A. The host namespace ('0') B. The DULL namespace C. The ACP namespace
Note that at present only new network and mount namespaces are created. The PID, UID, and file system are shared with the host. This likely will change. A part of the host file system space will be used for logs, but at present this is not done.
This process performs all the coordination. It is intended to be as free from configuration options as possible. It is the newest code, and it is written in Rust.
It is started from the host namespace. It creates two namespaces: DULL and ACP namespace.
Within the DULL namespace a thread is started that sends GRASP ACP M_FLOOD multicast messages, and it also listens for them. Another thread listens to the kernel NETLINK socket looking for new interfaces, any that are found are put into the "up" state, and added to the list of possible adjacencies.
The use of Rust async functions are very lightweight, and as they do not require a kernel thread for each use, each interface is tended to by a simple RUST async level thread.
A process is forked within the DULL namespace, and the minimalistic OpenswanEmbedded Pluto (IKEv2 daemon) is started within that namespace.
When GRASP M_FLOOD announcements are received for new nodes, then an IPsec policy is created, and then communicated via CBOR format (WHACK) messages to the pluto daemon. In addition, a Virtual Tunnel Interface (VTI) is created for each peer that is seen, and a VTI number is allocated to it. The VTI number becomes part of the IPsec policy, while the interface itself is transfered into the ACP namespace.
The result is that the IKEv2 daemon negotiates an ESP+IPIP policy between the DULL namespace and the peer, but packets that arrive within that tunnel are placed into the ACP namespace.
Additionally, the parent process (in the host(A) namespace) scans the network interfaces in the host namespace, and when new ones are found they are examined. If they are attached to a bridge, then an ethernet pair is created, one side is attached to the bridge, and the other side is pushed into the DULL namespace. If they are not attached to a bridge, then a MACVLAN interface is created and pushed into the DULL namespace.

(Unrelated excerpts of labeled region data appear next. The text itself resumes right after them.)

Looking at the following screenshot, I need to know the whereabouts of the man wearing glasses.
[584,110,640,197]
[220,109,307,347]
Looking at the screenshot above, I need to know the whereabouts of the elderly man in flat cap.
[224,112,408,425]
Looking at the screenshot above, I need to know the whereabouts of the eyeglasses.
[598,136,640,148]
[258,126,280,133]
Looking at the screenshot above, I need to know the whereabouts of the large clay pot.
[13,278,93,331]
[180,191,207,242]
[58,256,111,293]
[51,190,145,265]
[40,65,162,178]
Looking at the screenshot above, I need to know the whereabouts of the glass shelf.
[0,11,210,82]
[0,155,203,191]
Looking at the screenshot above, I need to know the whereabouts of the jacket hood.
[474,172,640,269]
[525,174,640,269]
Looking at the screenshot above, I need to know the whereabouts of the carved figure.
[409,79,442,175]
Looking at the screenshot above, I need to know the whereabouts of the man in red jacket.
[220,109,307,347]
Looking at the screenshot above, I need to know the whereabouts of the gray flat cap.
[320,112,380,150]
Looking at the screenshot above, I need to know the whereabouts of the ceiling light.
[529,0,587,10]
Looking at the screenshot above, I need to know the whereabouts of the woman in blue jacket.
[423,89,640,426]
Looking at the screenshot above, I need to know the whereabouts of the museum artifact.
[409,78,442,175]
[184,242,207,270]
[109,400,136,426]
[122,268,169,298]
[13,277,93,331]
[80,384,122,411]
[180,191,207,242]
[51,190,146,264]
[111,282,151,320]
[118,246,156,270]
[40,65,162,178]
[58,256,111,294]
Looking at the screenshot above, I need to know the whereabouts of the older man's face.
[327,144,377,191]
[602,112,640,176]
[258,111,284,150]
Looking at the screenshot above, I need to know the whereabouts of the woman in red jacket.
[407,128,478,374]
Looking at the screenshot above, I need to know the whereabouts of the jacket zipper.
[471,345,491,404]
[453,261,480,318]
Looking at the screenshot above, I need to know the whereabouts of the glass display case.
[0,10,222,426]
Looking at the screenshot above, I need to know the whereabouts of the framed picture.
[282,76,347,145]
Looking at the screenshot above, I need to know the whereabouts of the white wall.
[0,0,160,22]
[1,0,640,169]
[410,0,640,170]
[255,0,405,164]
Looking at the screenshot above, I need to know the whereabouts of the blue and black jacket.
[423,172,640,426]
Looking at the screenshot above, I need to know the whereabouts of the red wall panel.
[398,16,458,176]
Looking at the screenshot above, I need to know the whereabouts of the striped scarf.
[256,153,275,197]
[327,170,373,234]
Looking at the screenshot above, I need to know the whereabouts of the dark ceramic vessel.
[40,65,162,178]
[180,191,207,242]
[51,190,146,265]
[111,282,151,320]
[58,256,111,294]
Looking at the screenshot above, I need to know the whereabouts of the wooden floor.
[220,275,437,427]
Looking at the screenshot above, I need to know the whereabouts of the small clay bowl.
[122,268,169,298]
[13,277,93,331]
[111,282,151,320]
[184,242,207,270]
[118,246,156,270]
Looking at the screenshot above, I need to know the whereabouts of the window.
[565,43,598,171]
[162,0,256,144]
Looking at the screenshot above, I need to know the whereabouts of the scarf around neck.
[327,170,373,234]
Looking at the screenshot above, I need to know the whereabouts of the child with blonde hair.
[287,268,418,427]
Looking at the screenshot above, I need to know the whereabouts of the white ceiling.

Within the ACP namespace, a thread also listens for new interfaces. When they are arrive, and have a name like "acp_XXXX", then the IPsec policy for them is disabled, allowing the tunnel to carry any packets.
Within each namespace, the standard out and standard error are redirected to different files, which are inheirited by the IKEv2 and RPL daemons for logging.
The ACP daemon starts an RFC6550 RPL routing daemon, named "unstrung". This is not as well automated, and each node currently has a shell script that adjusts the arguments to suit. Most nodes will just be listening, but at least one node has to be marked as the DODAG Root. This needs to be better automated, with multiple possible DODAG roots possible.
The DODAG root would usually only be enabled in the NOC. The choice of what prefix to announce is also something that normally would be set only in the NOC.
RPL normally would listen to PIO messages in the DIO, and then would form addresses for each interface using that prefix and the local IID. In the RFC8994, the full address is found in the certificate (also used by the IKEv2 daemon). The address found is used to configure a /128 prefix on the loopback interface, and then it is advertised upward by DAO messages.
More details [[IPsec-Notes]].
A problem that was observed is that each end of the IPsec tunnel notices the other side pretty quickly. When both ends are started at a similar time, GRASP M_FLOOD messages come out within 1s of each other, and both ends get their policy very quickly.
The result is that both nodes do their IKEv2 initiation at almost the same time. There are a number of things that can be done about this. The problem with simultaneous initiation is that it results in two PARENT SAs and two CHILD SAs. This is part of the problem of the wildcard on the remote side: we don't know who the other peer until essentially the key agreement is over. At which point there is a tie breaking mechanism from RFC7296 which then deterministically selects one SA to survive and one SA to be deleted.
In practice, this shouldn't really be an issue as GRASP messages shouldn't get coordinated so well, but in testing it happens repeatedly.
Delaying the initiation at the GRASP DULL level by a number of miliseconds given by the last byte of the peer's link-local address seems like a good way to break the ties.
A mis-feature in Openswan is that when told to do initiate a connection: there needs to be more checking that the connection isn't already up.
A problem with the simultaenous initiation is that if the CHILD SA to be deleted is the second one that was made, then it is a challenge to make sure that the policy from the first connection is restored correctly. Normally, new SAs replace older ones and there isn't a problem.
This component is not yet implemented. It might be a thread within Hermes Connect, but it would be safer if it was another process that had no root permission in any container.
The Join Proxy needs to run within the ACP namespace so that it can open sockets within the routed ACP namespace.
It also needs to listen to GRASP M_FLOOD announcements from the Registrar to learn where the (set) of Registrars are in order to connect to them. The task of listening to that may be taken on by the GRASP daemon with either some IPC to the Join Proxy, or more likely there will just be a file that is updated when the Registrar address changes.
A challenge for this process is that it must listen to connections from Pledges within the DULL namespace. This will be done by having the DULL daemon in Connect open one or more sockets within the DULL namespace, and then pass the sockets via Unix Domain socket to the Join Proxy. It is unclear whether a socket per interface will be necessary in order to properly bind the socket to the IPv6 LL address.
The DULL Connect daemon will be responsible to sending out Pledge M_FLOOD joins, which will be combined with ACP M_FLOOD messages.
A key part of the mechanism is that it auto-enrolls using BRSKI (RFC8995).
This requires presences of an IDevID keypair.
If the host-certificate (LDevID) is missing, then the ACP M_FLOOD messages are suppressed. The pledge client runs within the DULL namespace.
Ideally, no private keys would be visible within the DULL namespace, but at present the pledge client and Openswan system need access to them.
This will be replaced with ARM Platform Crypto API access at a later point, when mbedtls is incorporated.
The full GRASP daemon runs within the ACP namespace.